Monday, April 1, 2013

Open your mouth and say "moo!"

Meet our future cows! In less than two months we will be adopting two of these fine steers into the Fat Chance Family.


A few months ago I found myself at a Farmerspiel (curling tournament for farmers) in Tweed. My attendance didn't have anything to do with the agricultural theme of the event, but rather my ability to replace a player who was out with a knee injury. My calendar was open and I accepted the last-minute request to get up at 6:30am and lug my curling gear way out into Tweed, the land of farms, a mill, a hockey arena, a curling arena and not too much else.

Curling is as much a sport as it is a social occasion. After every game, the winning players buy the losing players a drink and sit together at a table. Faced with making conversation with complete strangers, after each game the conversation would inevitably turn to agriculture, and my team of city folk would eagerly offer me up as their token farmer. When you're awkward like me, it's never easy to be forced into conversation, but I tried my best to engage in farm talk.

There is one particular conversation from that day that I can't shake. It was with one of our opponents, and he seemed to be about my age. At first glance, we had a lot in common. We talked about making maple syrup and shared tips and tricks learned along the way. When he told me about one of his main sources of income, selling hay, he lamented about an organic farmer who recently made a purchase. While he didn't have anything against organic agriculture, he found it hypocritical that this farmer came to him for hay. The city girl in me was stumped. Isn't hay just long grass that is cut down and rolled into bales? How can that not be organic? At the risk of sounding foolish, I took off my "I'm just like you!" mask and I asked.
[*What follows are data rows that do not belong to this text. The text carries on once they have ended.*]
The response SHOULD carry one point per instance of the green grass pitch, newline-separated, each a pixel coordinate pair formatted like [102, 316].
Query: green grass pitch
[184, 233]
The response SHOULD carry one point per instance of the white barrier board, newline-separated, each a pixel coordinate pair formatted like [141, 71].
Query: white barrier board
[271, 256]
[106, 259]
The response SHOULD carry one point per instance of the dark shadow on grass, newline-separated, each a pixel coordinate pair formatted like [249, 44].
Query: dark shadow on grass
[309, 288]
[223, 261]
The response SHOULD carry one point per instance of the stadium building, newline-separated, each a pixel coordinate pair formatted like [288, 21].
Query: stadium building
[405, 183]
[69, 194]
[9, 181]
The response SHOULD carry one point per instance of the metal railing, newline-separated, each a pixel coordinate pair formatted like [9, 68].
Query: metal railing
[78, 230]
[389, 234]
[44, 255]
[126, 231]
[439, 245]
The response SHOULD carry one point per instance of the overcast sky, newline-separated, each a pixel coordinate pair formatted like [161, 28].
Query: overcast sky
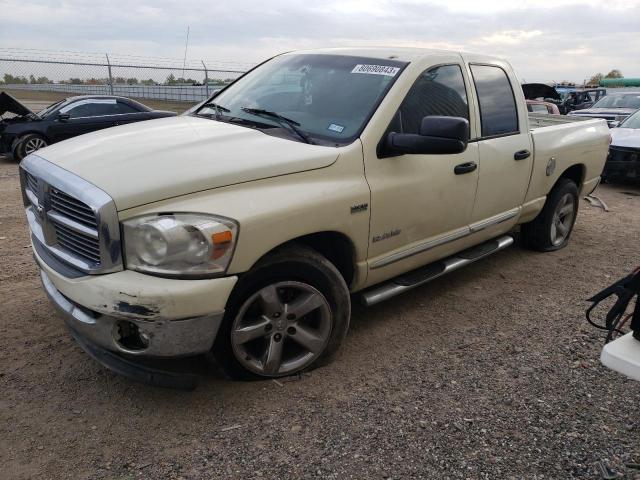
[546, 40]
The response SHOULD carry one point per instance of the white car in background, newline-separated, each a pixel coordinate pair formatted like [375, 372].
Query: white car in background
[623, 160]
There is much that I don't know about agriculture - I admit to being a rookie in many aspects of farming, and I'm used to the look that more 'experienced' farmers give me when I ask questions that give away my naivety. I do have experience though, and with the knowledge that I have gained so far, I'm surprised to have glossed over this part. Pasture that is to become hay is often sprayed with chemical fertilizer. That's why the hay is not organic. And when I thought about it, it made perfect sense. In conventional farming, year after year, the same piece of land produces grass. The grass is cut and removed, and next year it's the same thing. It's resource extraction, and we all know that if you keep taking something, it will eventually run out. I suddenly felt like I was sitting across from someone who was in a completely different industry. Not agriculture, but mining. Removing, removing, removing, until there is nothing left. Of course this guy wasn't mining the land, because that's how the chemical fertilizer comes in to play. As the soil's nutrition decreases, synthetic fertilizers (usually made from petroleum) serve the replenishing function. Animals would then eat the hay that was grown with that stuff and up the food chain it goes. When crazy hippies tell you that your food is made with oil, this is what they are talking about.
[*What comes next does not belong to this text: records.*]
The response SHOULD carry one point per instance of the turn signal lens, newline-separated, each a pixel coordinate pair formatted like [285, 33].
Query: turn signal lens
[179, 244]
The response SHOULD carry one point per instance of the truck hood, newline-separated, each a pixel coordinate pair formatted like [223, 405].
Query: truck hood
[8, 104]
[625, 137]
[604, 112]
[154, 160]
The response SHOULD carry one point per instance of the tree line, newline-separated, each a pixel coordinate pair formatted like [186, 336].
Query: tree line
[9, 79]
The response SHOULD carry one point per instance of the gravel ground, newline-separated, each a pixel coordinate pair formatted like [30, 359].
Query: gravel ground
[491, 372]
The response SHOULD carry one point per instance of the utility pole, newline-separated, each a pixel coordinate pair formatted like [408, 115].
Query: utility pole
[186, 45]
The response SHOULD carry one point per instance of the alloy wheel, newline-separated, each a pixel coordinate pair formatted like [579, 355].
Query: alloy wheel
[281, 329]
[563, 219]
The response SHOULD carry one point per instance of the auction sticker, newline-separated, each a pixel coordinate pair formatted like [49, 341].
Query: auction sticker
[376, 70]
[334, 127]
I won't get any more political, except to say that it was that interaction that solidified my footing in the organic food movement, and the method with which we will be raising our two cows this year. I don't want to contribute to a system that simply takes away without regard to the sustainability of the process - that's not what farming means to me. Our cows will graze on 3.5 acres of pasture from May to October, moving from one small patch to the next, eating everything before they move on. The key is that along the way they'll be fertilizing the land - putting back a little somethin somethin, if you know what I mean. The process is called intensive rotational grazing, and was pioneered by Allan Savoy. Watch his TED talk if you want to learn about the great things this does for the planet.

A year ago I never would have guessed that I would soon be raising two cows. I hope that in a few years I'll be raising a herd, and that I will continue to distinguish myself from that farmer I met in Tweed.